This article will explore both sides of the argument and discuss the risks and benefits of using methadone as an addiction treatment.
Methadone is a powerful drug used for pain relief and opioid use disorders. It is a synthetic opioid, but unlike other opioids, it has been approved by the FDA to treat opioid addiction. It is one of the three medications approved in the US for opioid addiction treatment.
The drug works by binding to and blocking the opioid receptors in the brain, thus reducing cravings and preventing withdrawal symptoms. It is typically administered once a day at room temperature, though some people require more frequent doses. Methadone is available in liquid, powder, and tablet forms.
Methadone is extraordinarily effective if the standards of any epidemic are considered. A study found that those receiving the drug were 59% less likely to die of an overdose than those who did not receive it.
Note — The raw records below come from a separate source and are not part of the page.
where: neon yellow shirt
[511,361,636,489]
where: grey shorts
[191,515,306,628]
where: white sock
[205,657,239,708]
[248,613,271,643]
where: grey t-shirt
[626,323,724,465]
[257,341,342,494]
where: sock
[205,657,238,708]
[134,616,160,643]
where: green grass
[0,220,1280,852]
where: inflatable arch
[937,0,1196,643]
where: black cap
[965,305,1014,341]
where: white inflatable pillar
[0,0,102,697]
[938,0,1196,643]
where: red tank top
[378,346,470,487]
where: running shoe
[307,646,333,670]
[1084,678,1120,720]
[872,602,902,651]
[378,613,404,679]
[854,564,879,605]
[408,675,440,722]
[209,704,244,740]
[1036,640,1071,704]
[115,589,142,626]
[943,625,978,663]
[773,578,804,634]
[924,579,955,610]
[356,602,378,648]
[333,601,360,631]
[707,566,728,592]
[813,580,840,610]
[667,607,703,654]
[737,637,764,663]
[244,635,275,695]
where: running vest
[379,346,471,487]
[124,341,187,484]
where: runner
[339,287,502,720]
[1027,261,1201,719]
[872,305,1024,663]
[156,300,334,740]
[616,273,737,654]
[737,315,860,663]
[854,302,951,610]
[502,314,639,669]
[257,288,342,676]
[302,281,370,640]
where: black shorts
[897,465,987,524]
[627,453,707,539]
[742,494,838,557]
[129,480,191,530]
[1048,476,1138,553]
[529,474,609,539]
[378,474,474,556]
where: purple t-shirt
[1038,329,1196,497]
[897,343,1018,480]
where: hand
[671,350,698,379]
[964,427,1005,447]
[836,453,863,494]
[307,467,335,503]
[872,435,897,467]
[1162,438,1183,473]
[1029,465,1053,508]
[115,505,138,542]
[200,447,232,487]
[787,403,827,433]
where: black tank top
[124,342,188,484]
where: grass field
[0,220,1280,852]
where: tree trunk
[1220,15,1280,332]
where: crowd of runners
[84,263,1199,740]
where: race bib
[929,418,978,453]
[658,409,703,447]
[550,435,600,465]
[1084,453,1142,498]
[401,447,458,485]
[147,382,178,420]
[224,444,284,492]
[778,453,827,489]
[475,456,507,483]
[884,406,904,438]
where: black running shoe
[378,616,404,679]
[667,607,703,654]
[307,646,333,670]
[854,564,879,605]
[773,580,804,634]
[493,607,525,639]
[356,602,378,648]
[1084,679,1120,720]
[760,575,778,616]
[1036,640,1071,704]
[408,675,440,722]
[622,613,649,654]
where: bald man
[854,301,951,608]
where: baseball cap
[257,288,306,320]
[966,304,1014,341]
Methadone is used as part of a treatment program for opioid use disorder. Those receiving the drug to treat opioid addiction must receive it under the care of a qualified healthcare provider.
This provider prescribes the medication and supervises its use. After a period of stability, some people may be able to take the medication home and administer it themselves. However, this is an option only after they've gone through frequent tests and counseling sessions.
The duration of methadone treatment varies depending on the individual and the severity of their addiction. But the National Institute on Health recommends a minimum of 12 months. Some patients may need long-term maintenance. But those who are getting off the drug should work with their healthcare provider to gradually taper off the medication to avoid any life-threatening methadone withdrawal symptoms.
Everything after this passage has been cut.